Logo no prefácio de “Geografia da Fome”, publicado inicialmente em 1946, Castro, citado por Lula no discurso em Roma, relata a dificuldade de encontrar obras acadêmicas sobre o tema, o que chamou de “conspiração do silêncio”. Foi neste mesmo ano que a FAO – que comemorou agora seus 80 anos – foi criada. Em 1951, Josué de Castro foi eleito presidente do conselho da FAO, e reeleito em 1953.

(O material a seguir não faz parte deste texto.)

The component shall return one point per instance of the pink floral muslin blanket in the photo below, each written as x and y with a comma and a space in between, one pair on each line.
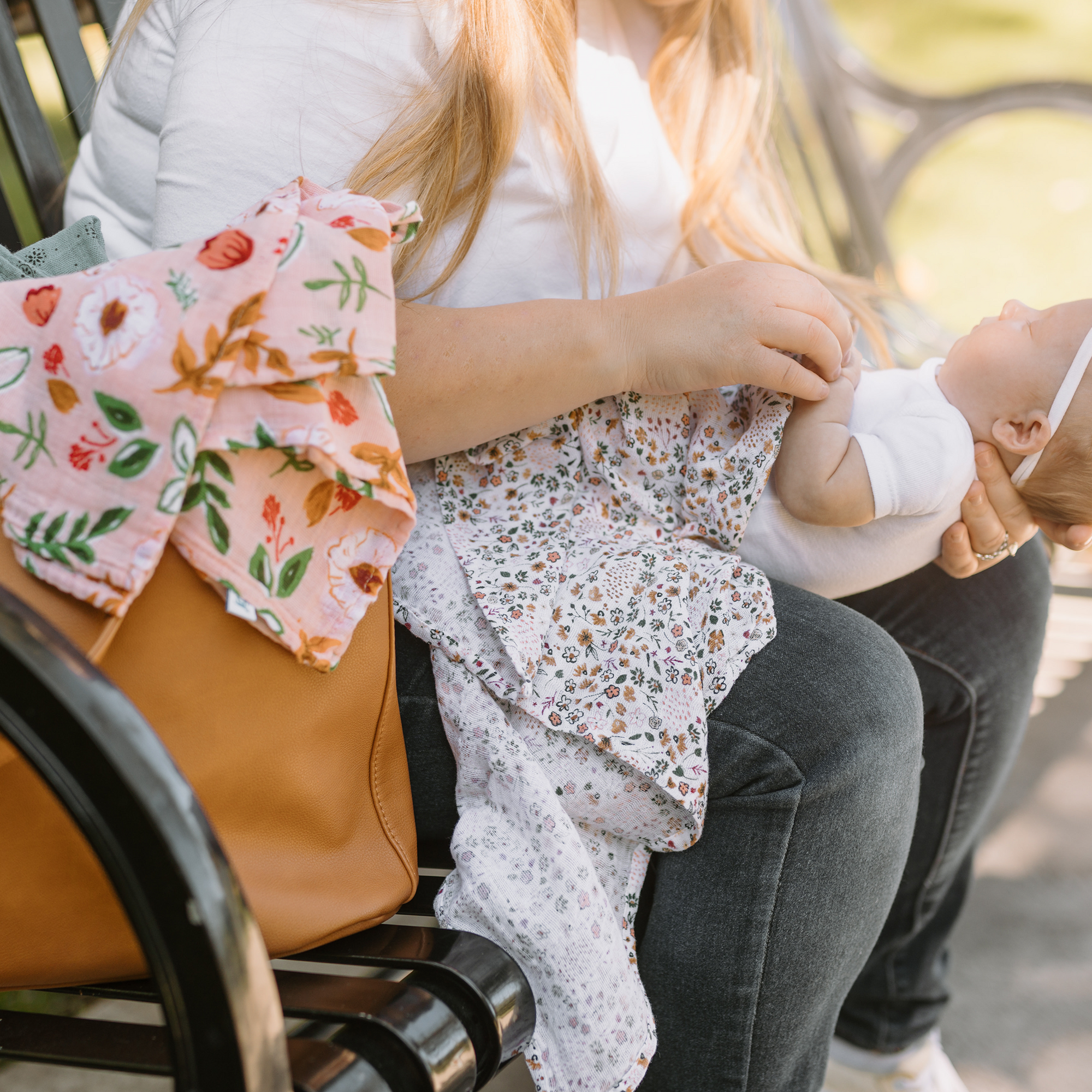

“Foram necessárias duas terríveis guerras mundiais e uma tremenda revolução social – a revolução russa – nas quais pereceram 17 milhões de criaturas, 12 milhões de fome – para que a civilização ocidental acordasse do seu cômodo sonho e se apercebesse de que a fome é uma realidade demasiado gritante e extensa para ser tapada com uma peneira aos olhos do mundo”, escrevia Castro, pouco depois do final da Segunda Guerra.
Àquela altura, não se tinha o número real dos mortos, hoje atualizado para mais de 50 milhões diretamente atingidos, além de estimados 28 milhões mortos pela fome e doenças decorrentes do conflito. O mundo ainda descobria as dimensões dos horrores desta guerra em que o holocausto matou 6 milhões de judeus e bombas nucleares foram detonadas pelos Estados Unidos em duas cidades no Japão.
Castro cita o constrangimento moral e “os interesses econômicos das minorias dominantes” como motivos para “escamotear o fenômeno da fome do panorama espiritual moderno”. Hoje temos que ficar só com a segunda razão, já que a vergonha parece ter desaparecido da Terra depois de mais um genocídio – este em Gaza – agora transmitido em tempo real para boa parte da humanidade e utilizando propositalmente a fome como arma.
“A existência da fome é uma escolha política” é o título do artigo assinado por Lula e publicado, também nesta semana, em nove grandes jornais do mundo. Uma frase que Josué de Castro, que analisava a fome como fenômeno social, decorrente da organização econômica e política do país, certamente aplaudiria. Mas, talvez, com ressalvas.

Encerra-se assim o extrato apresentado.